I saw this directly when at a luncheon seminar on liberal arts education at Princeton University two years ago I raised the question about whether such an education was for everyone. One of the attendees, the son of a Princeton professor from a politically liberal family, objected that my view was “elitist.” I wondered if he thought that just anyone should have been permitted to attend Princeton, that everyone would be equally qualified to enroll there.

A confused notion of equality has been behind this, to be sure. The differences in human talents are ignored. The obvious inequality resulting from accidental qualities is held to be as unacceptable as political inequality or inequality in fundamental human dignity. Where Catholic social teaching seeks equal opportunities for people, the modern secular mind-set wants equal results—no matter how much it must distort things to get them.

Two other things are the cause of this flawed outlook. One is the excessive exultation of intellectual work and an attitude that diminishes the value of manual and other types of non-intellectual labor. This is, of course, quite contrary to what the Church has always taught: that all honest work is good work. The other is a prideful notion of overcredentialism. That is, some professions or paraprofessions have thought that they can garner more prestige if they require people to get more formal academic training before becoming practitioners, even though the previous regimen of on-the-job training was adequate to guarantee competence. Many health care fields come to mind. Colleges and universities, hungry for more students, have been only too ready to oblige them. Vocational training is only a small part of today’s education, firms have largely gotten out of it, and the Catholic schools have just conceded it to the public systems.

One result of all this has been an attitude that everyone should go to college, with the resulting decline of higher education academic standards, growing student debt crisis, and increasing disillusionment of young people that their college education was not enough to guarantee them a good job.

Perhaps we should recall what Alexis de Tocqueville said about the kind of education that most people in a democratic republic like the U.S. needed: “scientific, commercial, and industrial,” instead of classical. In other words, it would be a vocational, instead of liberal arts or heavily academic education. He also never said that it had to be carried out just by what we today identify as educational institutions.

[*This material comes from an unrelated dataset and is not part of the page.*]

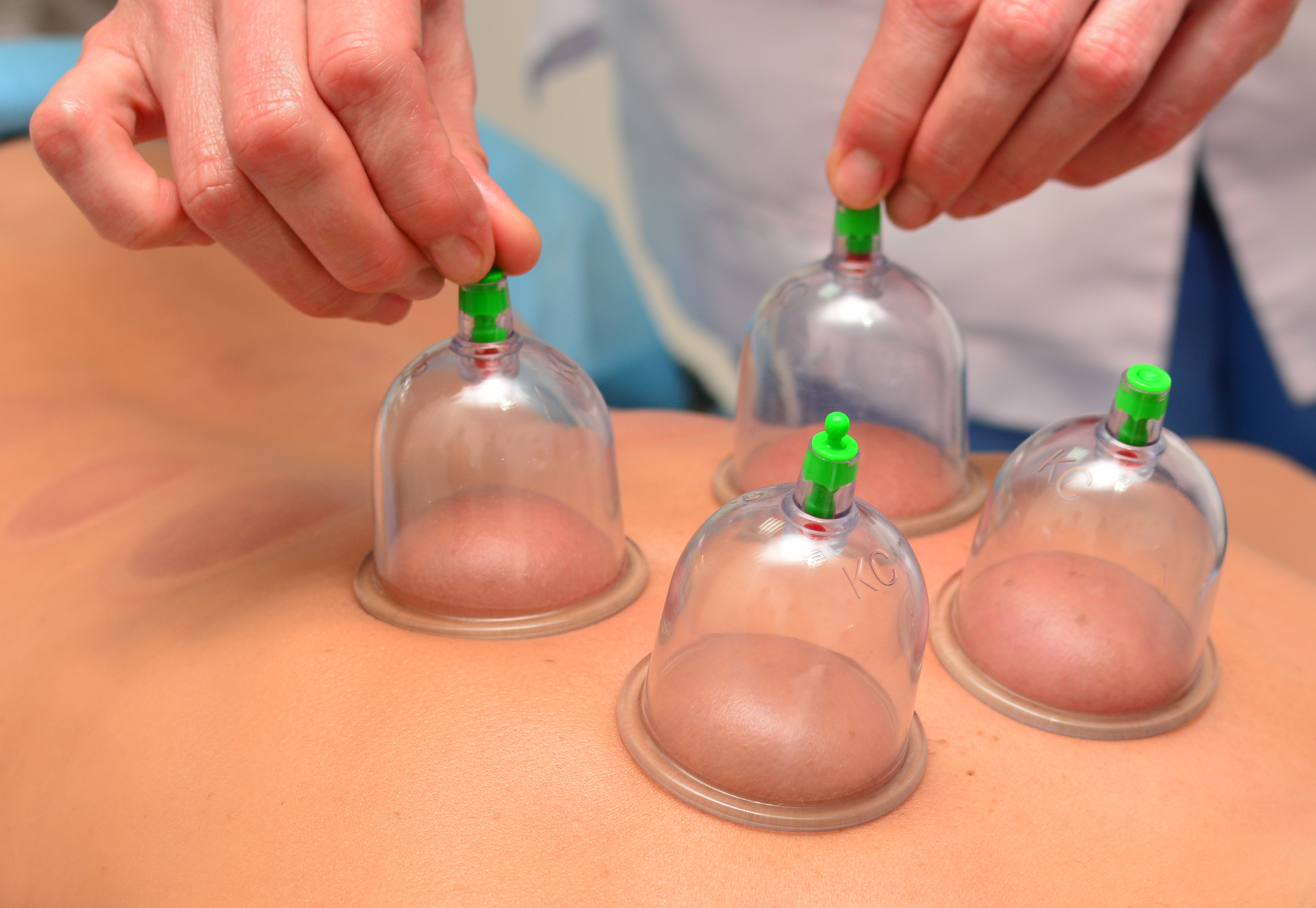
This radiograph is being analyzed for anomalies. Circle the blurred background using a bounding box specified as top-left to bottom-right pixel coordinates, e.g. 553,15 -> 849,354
0,0 -> 736,413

To be sure, he like Aristotle, Pope Pius XI, and many others also understood that civic education—knowledge and appreciation of the elements of good citizenship—is necessary. He thought that, at least in this sense, a democratic republic required an enlightened citizenry.

It is curious that American education today, with all the reform efforts, legal strictures, and federal mandates, fails abysmally at civic or citizenship training. In spite of all the demands for academic study and degrees to enter this or that occupational field, it also fails the provide anything like the sound academic training—that is, a sound liberal arts education—for those who both Tocqueville and our Founding Fathers knew should receive it: future leaders in politics and in the many areas of endeavor in American life. The evisceration of the liberal arts is an old story in America, dating back to the nineteenth century. This is no small reason why so many in our political class have become increasingly oblivious to our Founding principles. For them, ideology has replaced the truths that a true liberal arts education would have instilled. One aspect of this is the very convolution of the notion of equality that so confuses today’s outlook about education.

Stephen M. Krason is Professor of Political Science and Legal Studies at Franciscan University of Steubenville and Co-Founder and President of the Society of Catholic Social Scientists.